The Solution: Route to appropriate tier based on task requirements and available resources.
┌─────────────────────────────────────────────────────────────────────────┐
│ MULTI-TIER MODEL ROUTING │
├─────────────────────────────────────────────────────────────────────────┤
│ │
│ TASK ARRIVES │
│ │ │
│ ▼ │
│ ┌─────────────────┐ │
│ │ TIER ROUTER │ │
│ │ │ │
│ │ Evaluates: │ │
│ │ - Latency req │ │
│ │ - Model size │ │
│ │ - Connectivity │ │
│ │ - Cost budget │ │
│ └─────────────────┘ │
│ │ │
│ ┌──────────────────┼──────────────────┐ │
│ │ │ │ │
│ ▼ ▼ ▼ │
│ ┌─────────────────┐ ┌─────────────────┐ ┌─────────────────┐ │
│ │ TIER 1 │ │ TIER 2 │ │ TIER 3 │ │
│ │ Tactical Edge │ │ Datacenter │ │ Connected │ │
│ │ │ │ │ │ │ │
│ │ • 7B quantized │ │ • 70B-123B │ │ • Frontier │ │
│ │ • 3 GPU nodes │ │ • Shared HPCaaS │ │ • Claude/GPT-4 │ │
│ │ • 0% internet │ │ • Internal only │ │ • Full internet │ │
│ │ • ‹100ms latency│ │ • ‹1s latency │ │ • ‹5s latency │ │
│ │ │ │ │ │ │ │
│ │ USE: Tactical │ │ USE: Analysis, │ │ USE: Complex │ │
│ │ decisions, edge │ │ planning, heavy │ │ reasoning, code │ │
│ │ inference │ │ compute │ │ generation │ │
│ └─────────────────┘ └─────────────────┘ └─────────────────┘ │
│ │
└─────────────────────────────────────────────────────────────────────────┘
Tier Selection Logic:
class TierRouter:
"""Routes to appropriate tier based on task requirements."""

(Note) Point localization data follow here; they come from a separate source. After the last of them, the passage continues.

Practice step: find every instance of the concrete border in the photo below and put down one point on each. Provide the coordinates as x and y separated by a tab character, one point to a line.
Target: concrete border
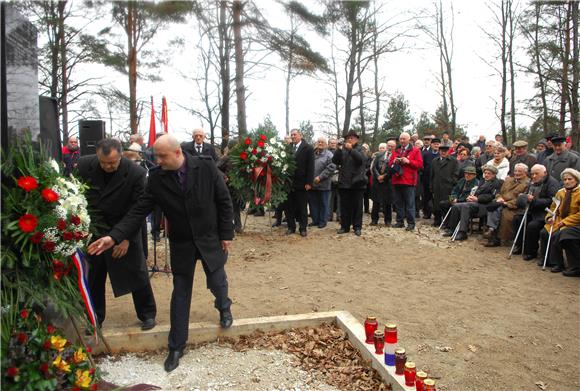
132	339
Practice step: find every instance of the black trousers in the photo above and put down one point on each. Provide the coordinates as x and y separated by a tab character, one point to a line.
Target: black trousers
297	210
217	283
351	208
143	299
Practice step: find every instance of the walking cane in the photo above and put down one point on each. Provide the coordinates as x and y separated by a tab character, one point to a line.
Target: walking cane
553	213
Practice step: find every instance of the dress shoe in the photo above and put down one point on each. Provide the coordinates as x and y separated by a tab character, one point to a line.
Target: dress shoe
226	319
148	324
172	360
571	273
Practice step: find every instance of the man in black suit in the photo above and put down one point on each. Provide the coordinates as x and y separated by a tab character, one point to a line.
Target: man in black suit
297	205
115	185
198	147
196	202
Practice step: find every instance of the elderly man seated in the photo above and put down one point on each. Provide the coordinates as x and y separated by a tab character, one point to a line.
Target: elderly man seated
539	196
565	227
501	212
474	204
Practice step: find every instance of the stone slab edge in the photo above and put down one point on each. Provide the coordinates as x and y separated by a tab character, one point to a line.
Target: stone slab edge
133	339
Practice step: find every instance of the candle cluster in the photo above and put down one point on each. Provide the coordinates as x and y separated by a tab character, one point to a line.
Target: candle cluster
385	342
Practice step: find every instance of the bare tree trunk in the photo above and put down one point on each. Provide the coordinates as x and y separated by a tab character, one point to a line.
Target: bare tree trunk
239	54
64	71
224	58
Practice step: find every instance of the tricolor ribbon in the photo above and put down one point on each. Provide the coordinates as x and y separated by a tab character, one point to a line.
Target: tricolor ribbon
79	260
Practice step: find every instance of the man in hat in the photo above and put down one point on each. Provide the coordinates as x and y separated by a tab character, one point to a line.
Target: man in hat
406	161
352	181
561	158
474	204
538	196
521	155
442	179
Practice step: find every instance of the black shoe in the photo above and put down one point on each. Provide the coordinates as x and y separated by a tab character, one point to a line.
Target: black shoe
148	324
557	269
226	319
172	360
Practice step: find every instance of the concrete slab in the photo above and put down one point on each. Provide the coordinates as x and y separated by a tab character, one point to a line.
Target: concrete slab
132	339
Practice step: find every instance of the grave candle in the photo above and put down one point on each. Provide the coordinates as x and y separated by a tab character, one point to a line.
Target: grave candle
379	340
371	326
419	381
410	372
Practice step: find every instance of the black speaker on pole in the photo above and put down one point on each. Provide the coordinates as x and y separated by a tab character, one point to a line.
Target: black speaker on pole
90	133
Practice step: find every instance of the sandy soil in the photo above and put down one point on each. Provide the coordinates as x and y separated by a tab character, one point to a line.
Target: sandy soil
466	314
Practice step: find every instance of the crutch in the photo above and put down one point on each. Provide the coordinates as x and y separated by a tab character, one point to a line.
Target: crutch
553	213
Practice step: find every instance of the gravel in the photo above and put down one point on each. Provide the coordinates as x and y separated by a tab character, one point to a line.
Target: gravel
213	368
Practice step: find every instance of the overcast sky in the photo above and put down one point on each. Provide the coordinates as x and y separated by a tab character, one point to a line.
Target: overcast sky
413	72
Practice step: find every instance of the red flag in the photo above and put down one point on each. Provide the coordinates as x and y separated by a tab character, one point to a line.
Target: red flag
152	125
164	119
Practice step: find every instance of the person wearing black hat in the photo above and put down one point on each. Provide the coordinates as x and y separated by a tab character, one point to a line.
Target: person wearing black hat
561	159
442	180
352	181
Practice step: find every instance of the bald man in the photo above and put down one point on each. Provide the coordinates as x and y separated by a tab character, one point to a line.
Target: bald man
198	147
196	201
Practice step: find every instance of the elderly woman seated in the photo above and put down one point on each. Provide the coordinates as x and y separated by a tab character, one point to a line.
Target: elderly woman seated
564	226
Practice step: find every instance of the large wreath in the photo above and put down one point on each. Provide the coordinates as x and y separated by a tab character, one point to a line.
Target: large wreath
262	169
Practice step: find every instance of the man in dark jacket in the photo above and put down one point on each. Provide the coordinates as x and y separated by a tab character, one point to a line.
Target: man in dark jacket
198	147
352	182
442	180
297	203
196	202
115	185
538	196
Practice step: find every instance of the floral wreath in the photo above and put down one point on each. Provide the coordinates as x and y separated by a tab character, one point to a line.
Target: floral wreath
262	169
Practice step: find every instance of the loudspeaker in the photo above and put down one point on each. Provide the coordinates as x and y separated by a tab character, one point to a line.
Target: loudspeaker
90	133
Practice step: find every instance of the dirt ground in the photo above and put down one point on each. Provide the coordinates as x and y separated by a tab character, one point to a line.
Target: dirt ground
466	314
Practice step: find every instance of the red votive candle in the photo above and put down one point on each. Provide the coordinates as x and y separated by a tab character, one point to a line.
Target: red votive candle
419	379
410	372
391	333
371	326
379	340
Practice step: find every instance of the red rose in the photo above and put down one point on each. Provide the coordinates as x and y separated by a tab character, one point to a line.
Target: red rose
12	372
27	223
49	195
49	246
22	338
27	183
37	237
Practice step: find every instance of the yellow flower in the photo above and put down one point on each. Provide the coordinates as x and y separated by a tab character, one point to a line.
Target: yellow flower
61	364
79	356
57	342
83	379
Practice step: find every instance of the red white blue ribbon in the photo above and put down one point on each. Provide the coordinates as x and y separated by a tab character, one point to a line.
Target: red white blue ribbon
78	258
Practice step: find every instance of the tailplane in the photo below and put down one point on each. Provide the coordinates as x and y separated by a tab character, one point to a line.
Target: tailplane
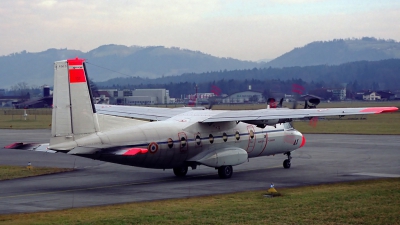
74	115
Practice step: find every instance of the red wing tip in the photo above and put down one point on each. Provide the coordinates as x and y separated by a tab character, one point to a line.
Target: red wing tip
135	151
14	145
380	109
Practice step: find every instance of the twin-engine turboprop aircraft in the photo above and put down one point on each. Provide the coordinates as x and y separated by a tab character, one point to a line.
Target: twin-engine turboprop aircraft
164	138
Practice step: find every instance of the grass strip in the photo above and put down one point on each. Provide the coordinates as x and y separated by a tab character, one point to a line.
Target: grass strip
361	202
13	172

def select_tier(self, task: Task) -> Tier:
# Tier 1: Edge - for latency-critical, simple tasks
if task.latency_requirement_ms < 100:
if task.complexity == "simple":
return Tier.EDGE
else:
raise LatencyConstraintViolation(
"Complex task cannot meet ‹100ms latency"
)
# Tier 2: Datacenter - for analysis, medium complexity
if task.requires_large_model and not task.requires_internet:
return Tier.DATACENTER
# Tier 3: Connected - for frontier capabilities
if task.requires_frontier_model or task.requires_internet:
if self.connectivity_available():
return Tier.CONNECTED
else:
# Fallback to datacenter with degraded capability
return Tier.DATACENTER
# Default: Datacenter (best balance)
return Tier.DATACENTER
def route_with_fallback(self, task: Task) -> Response:
"""Route with automatic tier fallback."""
preferred_tier = self.select_tier(task)
try:
return self.execute_on_tier(task, preferred_tier)
except TierUnavailable:
# Fallback chain: Connected → Datacenter → Edge
for fallback in self.get_fallback_chain(preferred_tier):
try:
return self.execute_on_tier(task, fallback)
except TierUnavailable:
continue
raise AllTiersUnavailable(task)
Anti-Patterns for Production Routing
❌ Anti-Pattern 1: Orchestrator Coupling
Wrong: Router calls orchestrator which calls agents
Router → Orchestrator → Agent A → Agent B → Agent C
Right: Router writes to blackboard, agents react
Router → Blackboard ← Agents (react to state changes)
❌ Anti-Pattern 2: Synchronous Routing
Wrong: Router blocks waiting for agent response
router.route(task) # Blocks for 30 seconds
Right: Router enqueues, worker processes
router.enqueue(task) # Returns immediately
worker.process_queue() # Async processing
❌ Anti-Pattern 3: No Classification Enforcement
Wrong: Trust agents to respect classification
agent.process(task) # Agent "promises" to stay in boundary
Right: Infrastructure enforces boundaries
NetworkPolicy + NamespaceIsolation # Cannot violate
Production Checklist for Smart Routing
## Routing Infrastructure Checklist
### Blackboard Architecture
- [ ] Decisions are append-only (audit trail)
- [ ] Directives are upsertable (current state)
- [ ] Agents read/write blackboard, not each other
- [ ] Blackboard survives agent failures
### Caching Layer
- [ ] SharedInformer or equivalent for routing data
- [ ] Local cache with watch-based updates
- [ ] O(1) routing lookups (not O(N) API calls)
- [ ] Cache invalidation on config changes
### Classification (if IC)
- [ ] NetworkPolicies block cross-namespace traffic
- [ ] Router enforces classification boundaries
- [ ] Response validation prevents data spillage
- [ ] Audit log for all routing decisions
### Multi-Tier (if applicable)
- [ ] Tier selection based on task requirements
- [ ] Automatic fallback chain defined
- [ ] Latency SLOs enforced per tier
- [ ] Cost tracking per tier
Remember: Routing is not just about automation—it's about learning. Every routing decision is a learning opportunity. Measure accuracy, analyze failures, and continuously improve. The router should get smarter with every task.